The Hunger Stone
Desperate times...

It was the worst drought that we had known in living memory.
Da’s harvest was dead on the stalk, and he’d harvested it early solely for what little fodder he could salvage. Our village wasn’t rich enough for cows, but everyone was eyeing the goats. If any showed signs of sickness, they were immediately slaughtered and eaten.
The chickens were long gone. Any who still had eggs they’d saved were viewed with great suspicion, even though we knew how long they can keep on the rat shelf.
Ma was crying again. She had been whispering to Da about which ones to sell, and she was looking at my pretty sisters first – and it would send her into floods of tears again. If only they weren’t salty, we could water our fields for a week with them.
I’d been sent home when they closed the university. We’d gotten something approximating a meal whilst in session, but now? I starved with the rest, though I’d likely be one of the last survivors. It was bleak.
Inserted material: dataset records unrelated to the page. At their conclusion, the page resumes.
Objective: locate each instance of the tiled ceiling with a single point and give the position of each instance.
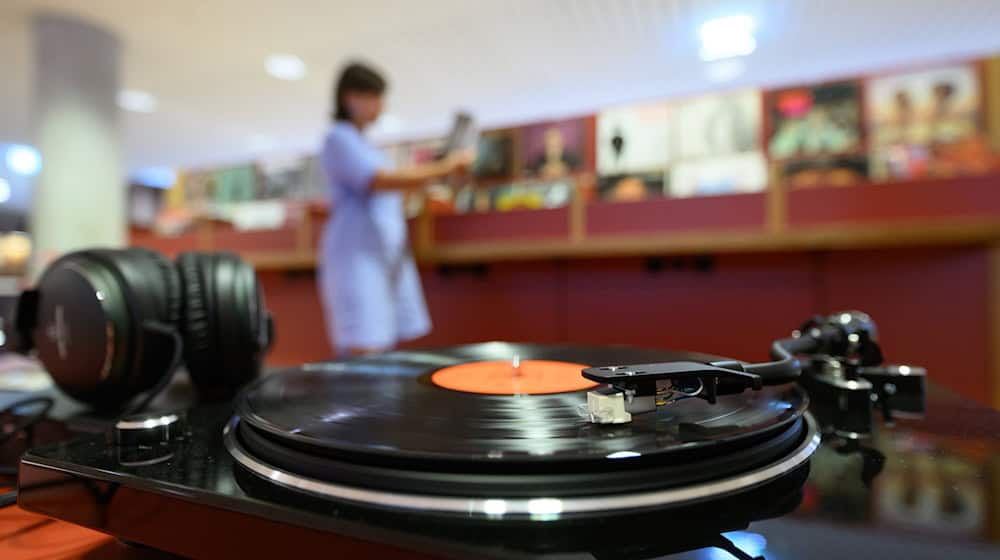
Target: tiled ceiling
(508, 61)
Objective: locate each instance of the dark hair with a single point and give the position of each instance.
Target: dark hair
(355, 77)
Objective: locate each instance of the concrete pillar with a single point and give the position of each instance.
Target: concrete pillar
(80, 195)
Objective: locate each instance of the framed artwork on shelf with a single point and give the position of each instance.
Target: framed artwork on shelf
(717, 146)
(554, 149)
(927, 124)
(816, 134)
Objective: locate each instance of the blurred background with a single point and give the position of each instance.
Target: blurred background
(689, 174)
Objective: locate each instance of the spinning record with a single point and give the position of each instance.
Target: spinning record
(471, 423)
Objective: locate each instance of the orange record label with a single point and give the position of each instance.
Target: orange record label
(529, 377)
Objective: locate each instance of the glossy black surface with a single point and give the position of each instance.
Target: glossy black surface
(385, 407)
(922, 488)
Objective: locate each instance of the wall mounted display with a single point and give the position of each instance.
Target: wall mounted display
(495, 155)
(927, 124)
(816, 134)
(717, 146)
(633, 151)
(554, 149)
(634, 139)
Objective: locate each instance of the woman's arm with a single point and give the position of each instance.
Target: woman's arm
(419, 176)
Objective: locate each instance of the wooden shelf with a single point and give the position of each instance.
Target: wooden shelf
(838, 237)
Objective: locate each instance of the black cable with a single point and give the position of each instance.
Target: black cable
(27, 421)
(786, 368)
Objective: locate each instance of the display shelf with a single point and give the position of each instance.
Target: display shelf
(975, 196)
(530, 225)
(724, 213)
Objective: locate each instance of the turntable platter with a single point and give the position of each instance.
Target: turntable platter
(388, 409)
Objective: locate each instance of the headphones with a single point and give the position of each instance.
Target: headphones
(109, 324)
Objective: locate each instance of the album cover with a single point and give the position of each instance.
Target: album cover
(555, 149)
(927, 123)
(717, 125)
(813, 126)
(735, 173)
(634, 139)
(717, 146)
(495, 155)
(632, 187)
(409, 154)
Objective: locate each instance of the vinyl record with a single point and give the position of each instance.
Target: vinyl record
(411, 422)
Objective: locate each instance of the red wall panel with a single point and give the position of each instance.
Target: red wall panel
(735, 310)
(898, 201)
(736, 211)
(506, 301)
(298, 318)
(929, 304)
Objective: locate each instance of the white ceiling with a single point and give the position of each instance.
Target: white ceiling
(508, 61)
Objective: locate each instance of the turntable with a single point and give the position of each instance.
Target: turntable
(492, 450)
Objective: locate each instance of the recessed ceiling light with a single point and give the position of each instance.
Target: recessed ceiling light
(727, 37)
(136, 101)
(725, 70)
(285, 67)
(23, 160)
(262, 143)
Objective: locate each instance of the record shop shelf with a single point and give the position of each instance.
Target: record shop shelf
(925, 213)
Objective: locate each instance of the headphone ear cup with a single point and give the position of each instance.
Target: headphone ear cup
(221, 322)
(98, 303)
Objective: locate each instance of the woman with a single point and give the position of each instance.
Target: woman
(369, 284)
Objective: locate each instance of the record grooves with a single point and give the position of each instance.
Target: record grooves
(379, 431)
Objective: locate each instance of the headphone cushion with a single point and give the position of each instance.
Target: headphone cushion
(172, 286)
(222, 322)
(195, 318)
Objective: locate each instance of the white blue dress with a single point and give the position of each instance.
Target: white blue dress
(369, 285)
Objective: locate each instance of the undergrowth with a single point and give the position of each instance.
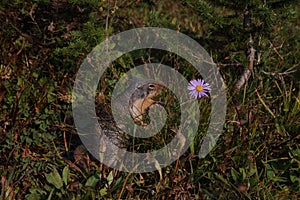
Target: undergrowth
(43, 44)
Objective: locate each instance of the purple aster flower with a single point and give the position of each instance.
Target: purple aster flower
(199, 88)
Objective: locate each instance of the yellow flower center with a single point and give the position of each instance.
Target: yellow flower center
(199, 88)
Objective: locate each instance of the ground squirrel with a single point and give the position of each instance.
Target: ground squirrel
(141, 100)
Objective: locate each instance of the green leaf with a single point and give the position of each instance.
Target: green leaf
(66, 174)
(110, 178)
(54, 178)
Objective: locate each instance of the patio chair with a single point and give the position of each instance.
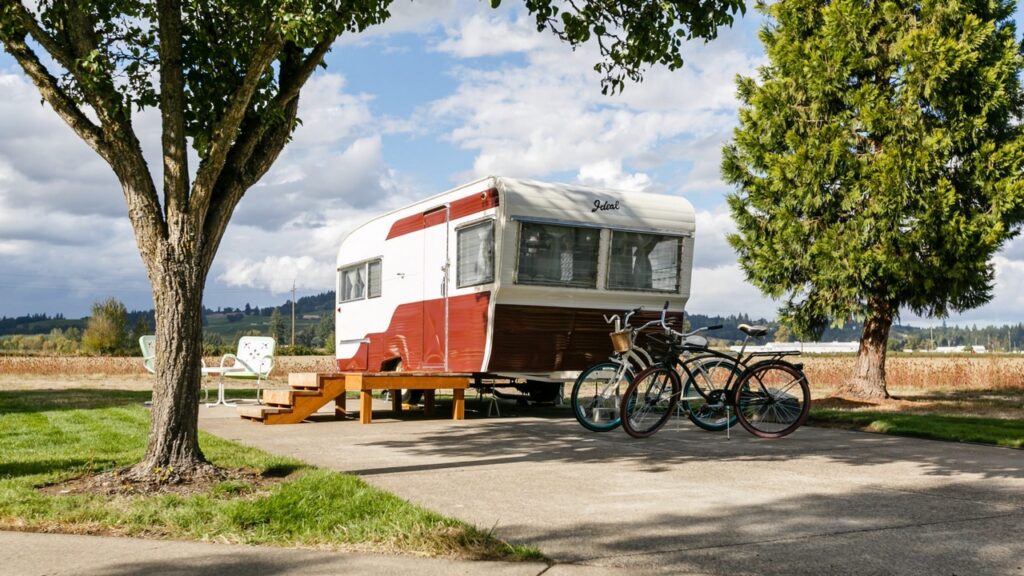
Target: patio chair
(253, 361)
(148, 345)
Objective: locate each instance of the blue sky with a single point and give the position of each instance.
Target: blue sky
(445, 91)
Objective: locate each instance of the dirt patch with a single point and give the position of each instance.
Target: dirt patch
(208, 480)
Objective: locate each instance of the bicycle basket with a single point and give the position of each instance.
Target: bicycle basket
(622, 341)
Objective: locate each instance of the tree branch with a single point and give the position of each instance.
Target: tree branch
(50, 89)
(172, 107)
(226, 130)
(259, 144)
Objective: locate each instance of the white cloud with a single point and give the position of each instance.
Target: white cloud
(608, 173)
(488, 35)
(711, 249)
(725, 290)
(274, 273)
(548, 115)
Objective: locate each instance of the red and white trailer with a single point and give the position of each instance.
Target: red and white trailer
(507, 277)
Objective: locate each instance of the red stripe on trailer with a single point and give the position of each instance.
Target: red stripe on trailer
(407, 333)
(459, 208)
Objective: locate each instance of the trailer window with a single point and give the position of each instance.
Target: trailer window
(646, 262)
(475, 262)
(353, 283)
(360, 281)
(374, 279)
(558, 255)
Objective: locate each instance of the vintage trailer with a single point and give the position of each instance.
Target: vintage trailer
(507, 277)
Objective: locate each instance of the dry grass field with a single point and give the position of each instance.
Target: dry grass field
(989, 385)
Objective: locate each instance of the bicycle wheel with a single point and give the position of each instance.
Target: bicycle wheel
(649, 400)
(705, 394)
(772, 399)
(596, 395)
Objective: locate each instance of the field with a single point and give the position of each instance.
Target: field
(990, 385)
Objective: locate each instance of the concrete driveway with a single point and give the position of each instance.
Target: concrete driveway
(686, 501)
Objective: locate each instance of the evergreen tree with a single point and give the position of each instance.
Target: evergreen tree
(879, 162)
(326, 332)
(107, 331)
(276, 327)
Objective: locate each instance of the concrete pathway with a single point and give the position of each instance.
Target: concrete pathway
(54, 554)
(686, 501)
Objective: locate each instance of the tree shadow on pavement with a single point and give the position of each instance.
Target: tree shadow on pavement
(536, 440)
(859, 532)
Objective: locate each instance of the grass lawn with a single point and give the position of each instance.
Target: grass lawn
(47, 437)
(1000, 432)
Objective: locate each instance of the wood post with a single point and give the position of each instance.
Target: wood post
(459, 404)
(366, 407)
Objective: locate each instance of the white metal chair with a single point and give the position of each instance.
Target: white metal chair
(253, 361)
(148, 345)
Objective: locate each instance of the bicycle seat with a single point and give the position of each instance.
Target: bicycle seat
(698, 341)
(755, 331)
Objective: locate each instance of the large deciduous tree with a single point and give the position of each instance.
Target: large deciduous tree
(226, 77)
(878, 162)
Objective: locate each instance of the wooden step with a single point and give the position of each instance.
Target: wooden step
(286, 398)
(259, 413)
(310, 392)
(304, 380)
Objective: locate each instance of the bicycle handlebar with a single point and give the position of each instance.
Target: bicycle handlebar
(626, 321)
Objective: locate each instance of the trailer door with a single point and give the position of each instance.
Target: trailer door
(436, 278)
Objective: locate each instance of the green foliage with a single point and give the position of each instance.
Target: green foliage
(879, 156)
(107, 331)
(956, 428)
(326, 330)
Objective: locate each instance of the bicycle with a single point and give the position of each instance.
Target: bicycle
(770, 398)
(596, 392)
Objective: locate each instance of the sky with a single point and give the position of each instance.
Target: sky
(444, 92)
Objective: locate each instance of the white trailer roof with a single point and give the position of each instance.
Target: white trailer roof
(537, 201)
(530, 200)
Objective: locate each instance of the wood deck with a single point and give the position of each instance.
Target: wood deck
(309, 392)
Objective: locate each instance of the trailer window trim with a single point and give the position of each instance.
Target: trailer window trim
(614, 276)
(590, 278)
(488, 257)
(364, 281)
(374, 282)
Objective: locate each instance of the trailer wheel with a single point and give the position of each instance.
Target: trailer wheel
(543, 393)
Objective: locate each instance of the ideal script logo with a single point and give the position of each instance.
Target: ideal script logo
(602, 206)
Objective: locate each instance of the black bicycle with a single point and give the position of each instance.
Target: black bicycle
(768, 396)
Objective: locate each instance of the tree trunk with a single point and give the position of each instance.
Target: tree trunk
(869, 374)
(173, 450)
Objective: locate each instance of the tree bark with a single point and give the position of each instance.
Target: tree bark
(869, 373)
(173, 444)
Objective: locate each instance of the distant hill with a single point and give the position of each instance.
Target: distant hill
(309, 311)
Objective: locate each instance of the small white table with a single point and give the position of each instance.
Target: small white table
(219, 371)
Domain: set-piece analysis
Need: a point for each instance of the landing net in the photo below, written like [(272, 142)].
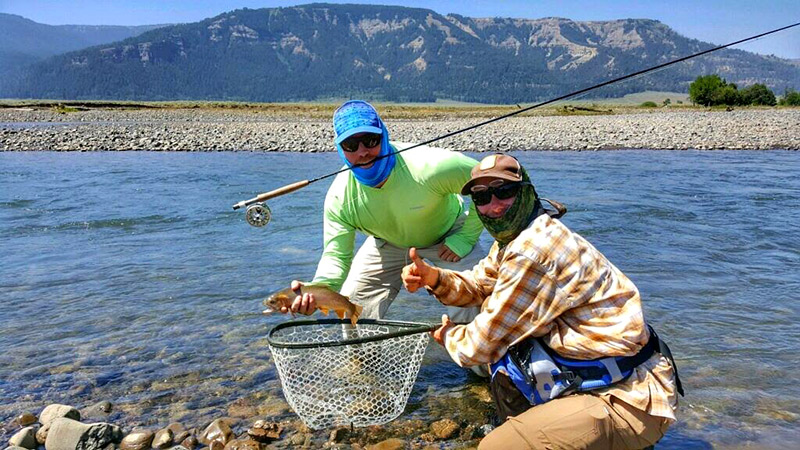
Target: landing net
[(335, 374)]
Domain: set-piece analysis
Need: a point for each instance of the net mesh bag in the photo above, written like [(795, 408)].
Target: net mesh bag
[(335, 374)]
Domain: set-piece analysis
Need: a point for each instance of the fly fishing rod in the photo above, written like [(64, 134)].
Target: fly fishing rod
[(258, 214)]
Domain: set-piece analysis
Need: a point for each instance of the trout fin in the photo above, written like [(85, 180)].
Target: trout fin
[(356, 313)]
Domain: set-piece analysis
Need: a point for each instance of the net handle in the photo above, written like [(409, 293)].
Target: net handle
[(411, 328)]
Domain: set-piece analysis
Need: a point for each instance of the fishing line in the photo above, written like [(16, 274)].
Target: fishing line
[(258, 214)]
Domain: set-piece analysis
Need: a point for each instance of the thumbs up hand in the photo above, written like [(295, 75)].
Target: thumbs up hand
[(419, 273)]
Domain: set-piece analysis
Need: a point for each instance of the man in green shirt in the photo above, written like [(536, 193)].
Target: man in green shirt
[(398, 201)]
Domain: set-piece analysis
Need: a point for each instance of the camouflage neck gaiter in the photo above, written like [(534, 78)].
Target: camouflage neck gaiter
[(508, 226)]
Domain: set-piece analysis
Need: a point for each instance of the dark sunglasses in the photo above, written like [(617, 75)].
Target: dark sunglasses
[(370, 140), (482, 195)]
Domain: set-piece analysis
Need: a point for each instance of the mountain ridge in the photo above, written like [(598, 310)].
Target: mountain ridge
[(318, 51)]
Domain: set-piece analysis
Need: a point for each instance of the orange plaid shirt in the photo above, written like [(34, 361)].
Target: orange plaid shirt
[(552, 283)]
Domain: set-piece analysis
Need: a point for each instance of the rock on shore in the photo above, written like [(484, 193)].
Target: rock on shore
[(220, 130)]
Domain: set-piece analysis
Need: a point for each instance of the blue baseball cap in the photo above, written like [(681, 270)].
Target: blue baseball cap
[(353, 117)]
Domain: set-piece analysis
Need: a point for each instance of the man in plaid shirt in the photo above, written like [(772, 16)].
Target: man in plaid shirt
[(541, 280)]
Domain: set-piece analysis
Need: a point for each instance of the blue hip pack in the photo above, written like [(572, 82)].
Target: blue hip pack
[(541, 375)]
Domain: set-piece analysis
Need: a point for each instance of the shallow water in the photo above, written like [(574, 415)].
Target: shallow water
[(127, 277)]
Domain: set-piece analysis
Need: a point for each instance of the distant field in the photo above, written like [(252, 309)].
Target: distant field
[(631, 103)]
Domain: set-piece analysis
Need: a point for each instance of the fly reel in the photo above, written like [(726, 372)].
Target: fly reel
[(258, 214)]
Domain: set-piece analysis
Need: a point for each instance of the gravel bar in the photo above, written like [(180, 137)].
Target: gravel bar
[(25, 129)]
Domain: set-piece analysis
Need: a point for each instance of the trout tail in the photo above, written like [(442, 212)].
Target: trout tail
[(356, 313)]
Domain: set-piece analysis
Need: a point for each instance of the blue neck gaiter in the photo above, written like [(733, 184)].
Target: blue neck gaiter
[(382, 167)]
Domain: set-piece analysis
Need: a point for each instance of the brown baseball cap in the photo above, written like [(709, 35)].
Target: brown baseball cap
[(499, 166)]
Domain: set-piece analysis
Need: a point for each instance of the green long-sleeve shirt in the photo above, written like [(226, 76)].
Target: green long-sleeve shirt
[(415, 207)]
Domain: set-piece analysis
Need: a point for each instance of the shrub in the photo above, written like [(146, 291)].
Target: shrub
[(702, 89), (757, 94), (791, 98)]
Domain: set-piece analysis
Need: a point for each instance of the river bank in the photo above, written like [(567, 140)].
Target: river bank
[(224, 129)]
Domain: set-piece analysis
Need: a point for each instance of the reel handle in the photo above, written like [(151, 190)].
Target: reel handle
[(273, 193)]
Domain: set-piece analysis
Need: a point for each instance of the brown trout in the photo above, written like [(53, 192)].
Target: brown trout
[(326, 301)]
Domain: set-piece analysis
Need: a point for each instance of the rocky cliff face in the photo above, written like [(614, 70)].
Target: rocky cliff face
[(390, 53)]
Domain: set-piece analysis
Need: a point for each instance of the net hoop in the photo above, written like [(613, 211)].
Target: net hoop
[(408, 328), (336, 374)]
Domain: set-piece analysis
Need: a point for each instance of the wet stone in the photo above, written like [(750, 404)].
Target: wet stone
[(263, 431), (41, 434), (55, 411), (339, 435), (389, 444), (243, 444), (219, 431), (190, 442), (137, 440), (444, 429), (162, 439), (25, 437), (298, 439), (26, 419)]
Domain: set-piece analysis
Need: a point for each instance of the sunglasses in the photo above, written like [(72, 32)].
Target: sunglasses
[(482, 194), (370, 140)]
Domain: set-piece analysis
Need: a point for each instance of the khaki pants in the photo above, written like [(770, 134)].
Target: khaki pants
[(578, 421)]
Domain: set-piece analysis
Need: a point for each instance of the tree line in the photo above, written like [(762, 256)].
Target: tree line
[(711, 90)]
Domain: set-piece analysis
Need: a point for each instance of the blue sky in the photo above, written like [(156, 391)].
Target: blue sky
[(713, 21)]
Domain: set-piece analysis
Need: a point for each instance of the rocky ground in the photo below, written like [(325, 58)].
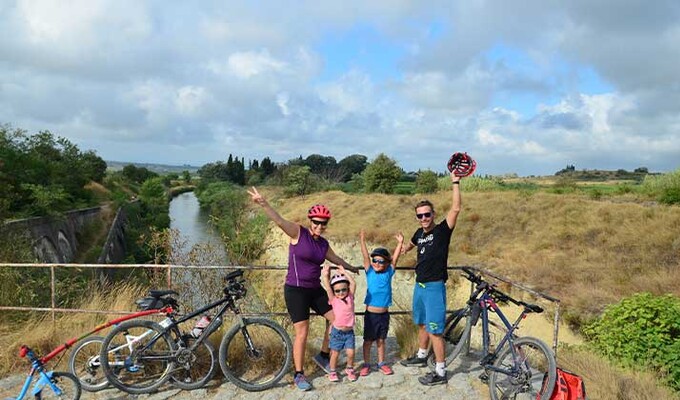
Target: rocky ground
[(462, 384)]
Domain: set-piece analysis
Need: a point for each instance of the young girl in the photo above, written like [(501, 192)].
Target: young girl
[(379, 268), (340, 290)]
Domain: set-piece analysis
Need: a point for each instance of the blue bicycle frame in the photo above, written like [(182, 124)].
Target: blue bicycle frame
[(45, 378)]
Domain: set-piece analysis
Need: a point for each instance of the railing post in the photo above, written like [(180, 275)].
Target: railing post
[(52, 294), (556, 328)]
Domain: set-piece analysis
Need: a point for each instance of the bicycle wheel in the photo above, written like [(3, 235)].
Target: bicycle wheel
[(194, 369), (521, 369), (66, 382), (84, 364), (256, 354), (456, 333), (137, 357)]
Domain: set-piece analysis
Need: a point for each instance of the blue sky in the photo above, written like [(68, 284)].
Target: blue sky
[(561, 82)]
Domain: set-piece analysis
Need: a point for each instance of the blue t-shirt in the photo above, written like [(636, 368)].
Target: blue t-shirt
[(379, 287)]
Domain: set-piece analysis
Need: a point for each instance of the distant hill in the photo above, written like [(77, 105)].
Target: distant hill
[(157, 168)]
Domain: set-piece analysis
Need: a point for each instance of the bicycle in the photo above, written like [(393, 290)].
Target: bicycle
[(139, 356), (518, 366), (49, 384), (84, 359)]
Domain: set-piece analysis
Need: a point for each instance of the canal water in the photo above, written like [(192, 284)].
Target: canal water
[(192, 225)]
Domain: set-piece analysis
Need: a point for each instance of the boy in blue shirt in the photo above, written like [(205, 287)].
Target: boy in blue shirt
[(379, 266)]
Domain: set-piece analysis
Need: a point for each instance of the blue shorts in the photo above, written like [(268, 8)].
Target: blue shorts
[(340, 340), (429, 306), (376, 325)]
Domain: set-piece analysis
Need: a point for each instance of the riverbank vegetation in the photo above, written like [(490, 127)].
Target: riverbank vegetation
[(589, 238)]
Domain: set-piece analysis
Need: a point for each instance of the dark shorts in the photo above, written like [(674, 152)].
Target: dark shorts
[(340, 340), (429, 306), (299, 300), (376, 325)]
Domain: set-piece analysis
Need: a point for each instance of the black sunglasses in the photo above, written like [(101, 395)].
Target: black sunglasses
[(424, 215)]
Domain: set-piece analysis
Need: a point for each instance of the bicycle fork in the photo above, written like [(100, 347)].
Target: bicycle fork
[(251, 349)]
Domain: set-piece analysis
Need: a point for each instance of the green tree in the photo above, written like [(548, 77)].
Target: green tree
[(641, 330), (381, 175), (137, 174), (298, 180), (186, 176), (94, 165), (42, 173), (350, 165), (323, 166), (267, 167), (426, 182)]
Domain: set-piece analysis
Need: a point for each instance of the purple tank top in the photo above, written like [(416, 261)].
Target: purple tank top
[(305, 259)]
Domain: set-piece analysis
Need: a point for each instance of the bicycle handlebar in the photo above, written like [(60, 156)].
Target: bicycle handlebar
[(474, 277)]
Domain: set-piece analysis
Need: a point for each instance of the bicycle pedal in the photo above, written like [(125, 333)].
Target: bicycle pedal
[(488, 359)]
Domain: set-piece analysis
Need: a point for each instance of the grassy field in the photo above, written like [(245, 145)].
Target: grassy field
[(587, 250)]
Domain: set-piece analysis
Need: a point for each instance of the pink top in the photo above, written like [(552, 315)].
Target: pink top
[(343, 310)]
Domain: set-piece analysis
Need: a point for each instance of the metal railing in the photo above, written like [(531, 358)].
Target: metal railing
[(168, 271)]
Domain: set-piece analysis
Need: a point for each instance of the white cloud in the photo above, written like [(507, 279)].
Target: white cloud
[(247, 64), (190, 100), (242, 78)]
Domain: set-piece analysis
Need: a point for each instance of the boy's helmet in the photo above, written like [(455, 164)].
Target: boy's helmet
[(319, 211), (382, 252), (339, 279)]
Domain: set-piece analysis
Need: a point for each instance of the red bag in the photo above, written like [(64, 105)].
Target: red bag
[(568, 386)]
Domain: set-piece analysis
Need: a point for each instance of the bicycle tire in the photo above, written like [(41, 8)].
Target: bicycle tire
[(84, 364), (456, 333), (131, 372), (534, 376), (260, 371), (67, 383), (195, 372)]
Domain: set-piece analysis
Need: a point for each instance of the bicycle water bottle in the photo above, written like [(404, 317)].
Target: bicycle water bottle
[(200, 326)]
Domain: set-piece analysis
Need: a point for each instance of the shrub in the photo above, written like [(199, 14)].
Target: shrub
[(665, 187), (642, 330), (426, 182)]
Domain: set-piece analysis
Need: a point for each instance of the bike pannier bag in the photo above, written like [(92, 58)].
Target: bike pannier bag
[(149, 303), (568, 386)]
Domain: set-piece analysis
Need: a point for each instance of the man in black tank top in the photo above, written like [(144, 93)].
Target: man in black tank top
[(429, 294)]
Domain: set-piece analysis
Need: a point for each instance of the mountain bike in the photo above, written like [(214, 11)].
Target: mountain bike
[(48, 384), (139, 356), (518, 366), (84, 359)]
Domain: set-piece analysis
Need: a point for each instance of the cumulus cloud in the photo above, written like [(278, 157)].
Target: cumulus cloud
[(562, 82)]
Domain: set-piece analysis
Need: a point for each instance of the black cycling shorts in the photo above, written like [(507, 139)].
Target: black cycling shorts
[(376, 325), (299, 300)]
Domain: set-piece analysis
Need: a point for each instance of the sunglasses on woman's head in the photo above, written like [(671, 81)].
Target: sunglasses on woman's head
[(424, 215)]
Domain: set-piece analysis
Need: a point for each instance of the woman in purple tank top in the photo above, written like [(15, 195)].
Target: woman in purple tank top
[(303, 290)]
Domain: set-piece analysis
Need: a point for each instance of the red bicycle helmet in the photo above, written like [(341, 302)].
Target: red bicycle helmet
[(461, 164), (319, 211)]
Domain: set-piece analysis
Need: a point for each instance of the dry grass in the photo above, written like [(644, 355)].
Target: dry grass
[(42, 335), (603, 381), (586, 252)]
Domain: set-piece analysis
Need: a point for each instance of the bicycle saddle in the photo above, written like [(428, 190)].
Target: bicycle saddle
[(160, 293), (234, 275), (532, 307)]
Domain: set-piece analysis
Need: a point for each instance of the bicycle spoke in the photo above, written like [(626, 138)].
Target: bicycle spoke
[(519, 372), (138, 360), (255, 357)]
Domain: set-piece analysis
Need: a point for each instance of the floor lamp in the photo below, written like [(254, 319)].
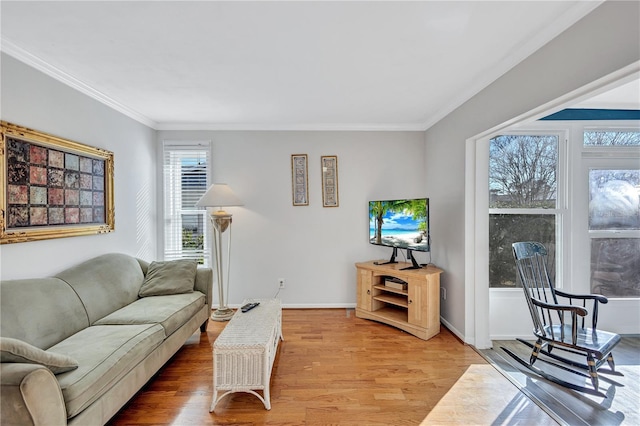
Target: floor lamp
[(220, 195)]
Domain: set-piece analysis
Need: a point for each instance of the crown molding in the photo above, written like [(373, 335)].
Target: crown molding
[(33, 61), (365, 127)]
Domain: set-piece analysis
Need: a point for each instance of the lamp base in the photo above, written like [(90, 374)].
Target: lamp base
[(222, 314)]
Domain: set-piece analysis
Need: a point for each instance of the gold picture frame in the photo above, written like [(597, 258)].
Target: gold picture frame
[(52, 187), (329, 168), (299, 180)]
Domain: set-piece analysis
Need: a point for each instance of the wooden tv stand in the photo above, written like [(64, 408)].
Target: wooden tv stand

Peter had been sent home with me. Our village had been so proud, sending not one, but two, scholars to University. The thought of the parties that sent us off made me salivate.
The baby wanted a cuddle, and I didn’t have the heart to say no. Ma’s milk had dried up a month ago. We still had a milch goat, but the other was just a lingering aroma in the stew pot.
The baby finally drifted off to fitful sleep when I dribbled a few drops of goat milk into its poor mouth. Last time I visited, that tiny mouth had been like a little rosebud. Now, it was a dried, wrinkled raisin. I handed the poor thing back to Ma, who looked old, so old.
I got restless. I didn’t want to sit here, watching my family die by inches.
“I’m going out,” I murmured, and slipped outside.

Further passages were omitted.